Комбриг вышел из себя:

— Что там у них? Чего они телятся?

Криворучко висел на плечах бегущих, следовательно, ни о каком организованном сопротивлении не могло быть речи.

— Разрешите связаться, уточнить? — спросил Юцевич. Он в эти дни натянут, сух, о сне давно забыто.

Юцевич вернулся и обрадовал: удалось связаться с самим Криворучко, он ждет у телефона. Комбриг ринулся в аппаратную.

— Слушай… Николай! — закричал он в трубку. — Тебе что, может, носилки подать? Поднести тебя в Росоховатку на руках?

Остановка произошла по вине Вальдмана, которого насторожила поразительная легкость, с какой удача валилась в руки.

Пока комбриг выслушивал оправдания Криворучко, начальник штаба все, или почти все, читал на его меняющемся лице.

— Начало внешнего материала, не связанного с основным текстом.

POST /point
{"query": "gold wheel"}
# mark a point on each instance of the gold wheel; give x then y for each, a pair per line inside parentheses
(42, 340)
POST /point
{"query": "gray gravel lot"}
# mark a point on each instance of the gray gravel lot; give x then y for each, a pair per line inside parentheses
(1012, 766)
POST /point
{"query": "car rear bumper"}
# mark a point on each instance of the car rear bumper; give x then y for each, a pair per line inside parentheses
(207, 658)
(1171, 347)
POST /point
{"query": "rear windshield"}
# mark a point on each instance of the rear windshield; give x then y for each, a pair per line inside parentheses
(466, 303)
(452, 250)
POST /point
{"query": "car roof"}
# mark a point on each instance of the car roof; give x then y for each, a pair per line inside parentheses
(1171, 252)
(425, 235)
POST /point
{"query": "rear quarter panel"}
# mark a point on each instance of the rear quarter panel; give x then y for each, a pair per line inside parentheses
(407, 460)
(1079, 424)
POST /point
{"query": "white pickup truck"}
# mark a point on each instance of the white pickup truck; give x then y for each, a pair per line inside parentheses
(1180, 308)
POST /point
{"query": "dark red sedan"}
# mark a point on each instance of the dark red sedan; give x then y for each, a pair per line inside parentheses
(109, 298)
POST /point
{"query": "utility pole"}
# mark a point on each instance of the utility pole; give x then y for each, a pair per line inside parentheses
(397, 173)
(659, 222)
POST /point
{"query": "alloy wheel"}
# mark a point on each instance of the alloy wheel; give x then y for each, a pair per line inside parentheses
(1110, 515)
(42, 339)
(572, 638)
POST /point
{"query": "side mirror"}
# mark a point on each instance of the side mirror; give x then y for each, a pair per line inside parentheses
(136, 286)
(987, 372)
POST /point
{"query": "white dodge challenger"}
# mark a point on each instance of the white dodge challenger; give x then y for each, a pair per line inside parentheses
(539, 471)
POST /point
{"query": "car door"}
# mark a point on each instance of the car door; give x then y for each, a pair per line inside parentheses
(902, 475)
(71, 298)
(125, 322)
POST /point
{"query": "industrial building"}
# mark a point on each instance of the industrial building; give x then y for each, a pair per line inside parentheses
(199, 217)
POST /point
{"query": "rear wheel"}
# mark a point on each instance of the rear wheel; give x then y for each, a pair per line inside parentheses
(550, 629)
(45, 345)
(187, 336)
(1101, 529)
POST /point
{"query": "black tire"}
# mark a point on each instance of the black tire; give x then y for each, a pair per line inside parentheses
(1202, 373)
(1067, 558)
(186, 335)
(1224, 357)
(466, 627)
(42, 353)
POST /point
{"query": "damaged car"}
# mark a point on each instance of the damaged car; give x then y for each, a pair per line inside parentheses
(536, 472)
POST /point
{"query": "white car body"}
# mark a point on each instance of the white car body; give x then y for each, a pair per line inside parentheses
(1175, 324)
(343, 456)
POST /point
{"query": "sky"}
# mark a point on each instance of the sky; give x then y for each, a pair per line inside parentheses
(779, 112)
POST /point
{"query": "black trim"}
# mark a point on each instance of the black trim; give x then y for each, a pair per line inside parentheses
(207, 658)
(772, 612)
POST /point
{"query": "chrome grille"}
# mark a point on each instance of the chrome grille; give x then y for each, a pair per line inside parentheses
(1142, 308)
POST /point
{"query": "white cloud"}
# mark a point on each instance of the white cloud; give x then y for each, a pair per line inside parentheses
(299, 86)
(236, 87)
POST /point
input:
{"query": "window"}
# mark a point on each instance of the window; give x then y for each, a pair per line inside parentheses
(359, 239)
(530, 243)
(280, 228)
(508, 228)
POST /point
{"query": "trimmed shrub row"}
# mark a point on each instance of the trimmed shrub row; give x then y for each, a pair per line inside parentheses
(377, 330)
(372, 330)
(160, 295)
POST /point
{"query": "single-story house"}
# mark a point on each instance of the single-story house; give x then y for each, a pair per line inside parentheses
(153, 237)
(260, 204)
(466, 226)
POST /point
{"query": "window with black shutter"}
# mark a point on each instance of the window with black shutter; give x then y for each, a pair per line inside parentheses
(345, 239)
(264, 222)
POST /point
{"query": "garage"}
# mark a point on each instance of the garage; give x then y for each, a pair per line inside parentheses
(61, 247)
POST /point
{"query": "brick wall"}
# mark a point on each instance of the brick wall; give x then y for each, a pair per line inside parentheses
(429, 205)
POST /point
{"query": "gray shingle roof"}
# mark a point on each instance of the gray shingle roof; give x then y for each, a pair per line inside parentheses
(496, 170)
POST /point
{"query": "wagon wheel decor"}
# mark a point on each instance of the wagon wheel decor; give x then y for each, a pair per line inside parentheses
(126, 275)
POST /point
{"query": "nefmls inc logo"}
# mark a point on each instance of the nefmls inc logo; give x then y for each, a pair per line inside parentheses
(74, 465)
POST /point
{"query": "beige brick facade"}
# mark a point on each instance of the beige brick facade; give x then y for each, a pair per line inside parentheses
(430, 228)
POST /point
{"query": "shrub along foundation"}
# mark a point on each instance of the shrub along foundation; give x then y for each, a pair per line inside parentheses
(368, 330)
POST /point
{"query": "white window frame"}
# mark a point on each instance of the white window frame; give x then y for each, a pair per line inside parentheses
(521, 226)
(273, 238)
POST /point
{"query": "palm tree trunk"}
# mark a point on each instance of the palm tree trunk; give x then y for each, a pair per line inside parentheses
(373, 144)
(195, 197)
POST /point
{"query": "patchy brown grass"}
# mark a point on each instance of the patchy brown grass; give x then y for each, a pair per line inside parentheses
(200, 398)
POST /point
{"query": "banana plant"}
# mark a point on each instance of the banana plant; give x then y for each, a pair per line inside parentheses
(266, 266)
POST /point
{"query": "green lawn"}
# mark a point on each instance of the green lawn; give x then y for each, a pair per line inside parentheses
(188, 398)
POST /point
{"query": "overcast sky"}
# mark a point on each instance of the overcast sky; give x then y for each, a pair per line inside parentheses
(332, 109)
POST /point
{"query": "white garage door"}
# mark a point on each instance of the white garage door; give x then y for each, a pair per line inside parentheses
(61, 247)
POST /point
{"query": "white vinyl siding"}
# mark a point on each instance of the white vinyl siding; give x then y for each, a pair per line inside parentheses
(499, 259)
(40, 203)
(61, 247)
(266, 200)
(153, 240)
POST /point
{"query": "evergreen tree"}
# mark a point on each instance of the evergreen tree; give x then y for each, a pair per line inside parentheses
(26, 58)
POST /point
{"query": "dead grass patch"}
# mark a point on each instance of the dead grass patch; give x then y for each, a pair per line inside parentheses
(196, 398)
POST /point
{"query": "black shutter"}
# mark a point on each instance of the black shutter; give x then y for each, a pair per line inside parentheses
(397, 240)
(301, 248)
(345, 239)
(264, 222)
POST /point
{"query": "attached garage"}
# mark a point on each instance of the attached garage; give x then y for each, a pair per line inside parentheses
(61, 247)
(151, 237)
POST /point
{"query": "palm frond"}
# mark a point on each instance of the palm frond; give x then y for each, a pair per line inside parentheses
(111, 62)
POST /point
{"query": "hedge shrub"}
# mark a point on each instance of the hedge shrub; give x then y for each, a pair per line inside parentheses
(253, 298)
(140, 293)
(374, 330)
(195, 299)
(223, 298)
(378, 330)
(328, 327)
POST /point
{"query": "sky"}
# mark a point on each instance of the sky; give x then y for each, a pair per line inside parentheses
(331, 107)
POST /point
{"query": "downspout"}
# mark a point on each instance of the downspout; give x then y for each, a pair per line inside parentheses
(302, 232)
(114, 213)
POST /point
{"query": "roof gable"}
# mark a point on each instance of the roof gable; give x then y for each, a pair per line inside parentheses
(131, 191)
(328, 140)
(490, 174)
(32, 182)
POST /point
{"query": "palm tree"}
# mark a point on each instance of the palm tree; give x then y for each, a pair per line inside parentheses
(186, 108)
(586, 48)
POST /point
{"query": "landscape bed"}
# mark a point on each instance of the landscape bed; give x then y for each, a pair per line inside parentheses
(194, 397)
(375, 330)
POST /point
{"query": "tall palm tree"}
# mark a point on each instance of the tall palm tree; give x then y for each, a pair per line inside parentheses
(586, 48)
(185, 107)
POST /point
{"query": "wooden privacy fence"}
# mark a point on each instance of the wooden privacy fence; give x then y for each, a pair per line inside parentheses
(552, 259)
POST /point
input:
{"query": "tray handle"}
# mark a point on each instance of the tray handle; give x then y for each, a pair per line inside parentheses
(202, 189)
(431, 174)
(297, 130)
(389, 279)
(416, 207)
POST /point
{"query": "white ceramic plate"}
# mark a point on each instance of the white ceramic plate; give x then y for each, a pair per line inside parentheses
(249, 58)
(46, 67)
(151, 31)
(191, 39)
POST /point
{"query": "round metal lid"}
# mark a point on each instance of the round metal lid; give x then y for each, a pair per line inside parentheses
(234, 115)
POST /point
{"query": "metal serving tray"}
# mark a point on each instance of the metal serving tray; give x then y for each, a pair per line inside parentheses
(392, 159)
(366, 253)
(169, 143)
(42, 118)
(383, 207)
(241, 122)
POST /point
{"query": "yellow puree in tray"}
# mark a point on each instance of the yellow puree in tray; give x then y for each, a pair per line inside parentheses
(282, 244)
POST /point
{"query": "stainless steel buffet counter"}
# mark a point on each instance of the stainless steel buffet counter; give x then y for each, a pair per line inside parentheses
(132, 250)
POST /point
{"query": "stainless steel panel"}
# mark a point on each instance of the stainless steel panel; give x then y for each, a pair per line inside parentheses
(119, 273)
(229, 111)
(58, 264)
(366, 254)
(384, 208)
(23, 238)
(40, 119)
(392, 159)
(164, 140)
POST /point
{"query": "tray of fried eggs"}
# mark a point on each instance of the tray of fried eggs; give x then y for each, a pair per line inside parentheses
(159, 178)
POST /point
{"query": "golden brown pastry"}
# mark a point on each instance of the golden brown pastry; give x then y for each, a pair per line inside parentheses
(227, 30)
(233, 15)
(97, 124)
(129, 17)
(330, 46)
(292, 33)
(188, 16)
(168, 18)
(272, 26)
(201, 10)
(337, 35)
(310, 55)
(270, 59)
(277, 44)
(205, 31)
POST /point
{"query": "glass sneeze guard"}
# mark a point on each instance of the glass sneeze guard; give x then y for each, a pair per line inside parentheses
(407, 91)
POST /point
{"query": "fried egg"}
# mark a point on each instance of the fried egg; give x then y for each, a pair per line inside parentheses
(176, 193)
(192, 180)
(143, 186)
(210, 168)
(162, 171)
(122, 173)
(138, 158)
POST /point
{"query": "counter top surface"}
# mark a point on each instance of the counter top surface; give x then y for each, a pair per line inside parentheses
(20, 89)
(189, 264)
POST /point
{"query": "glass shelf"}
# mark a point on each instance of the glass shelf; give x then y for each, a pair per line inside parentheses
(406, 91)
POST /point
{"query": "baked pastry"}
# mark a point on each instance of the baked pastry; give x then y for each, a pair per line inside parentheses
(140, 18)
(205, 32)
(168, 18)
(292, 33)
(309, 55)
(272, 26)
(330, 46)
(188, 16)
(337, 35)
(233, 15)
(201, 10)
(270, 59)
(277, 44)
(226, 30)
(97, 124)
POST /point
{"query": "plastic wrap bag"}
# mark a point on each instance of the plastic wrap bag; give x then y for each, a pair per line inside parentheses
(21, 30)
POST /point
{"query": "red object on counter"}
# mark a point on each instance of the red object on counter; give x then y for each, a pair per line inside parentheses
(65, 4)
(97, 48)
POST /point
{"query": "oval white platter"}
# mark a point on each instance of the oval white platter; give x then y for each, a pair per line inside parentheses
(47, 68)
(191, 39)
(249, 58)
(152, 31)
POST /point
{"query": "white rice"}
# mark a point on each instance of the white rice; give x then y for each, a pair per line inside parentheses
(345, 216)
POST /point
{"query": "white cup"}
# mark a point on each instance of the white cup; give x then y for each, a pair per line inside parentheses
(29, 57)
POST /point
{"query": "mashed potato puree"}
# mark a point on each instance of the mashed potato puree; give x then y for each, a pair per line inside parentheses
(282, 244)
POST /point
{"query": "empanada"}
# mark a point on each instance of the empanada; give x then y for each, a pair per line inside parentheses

— Ну не дурак? — вскричал Котовский и движением бровей пригласил Юцевича разделить его возмущение. — Да какой там перед тобой противник, какой противник? Вороний корм! Пока до боя дело дойдет, он тридцать раз со страху пропадет… Слушай, Николай, я тебя предупреждаю. С этой Росоховаткой мы можем все потерять. Слышишь, все! Ударь сбоку. Что тебя — учить?

Видимо, самолюбивый Криворучко что-то буркнул, — комбриг, отдав трубку, с довольным видом заявил Юцевичу:

— Обиделся! Теперь порядок.

Он распорядился доставить Криворучко копию приказа Реввоенсовета фронта. Пусть сами прочитают, как их хвалят, — стыднее будет!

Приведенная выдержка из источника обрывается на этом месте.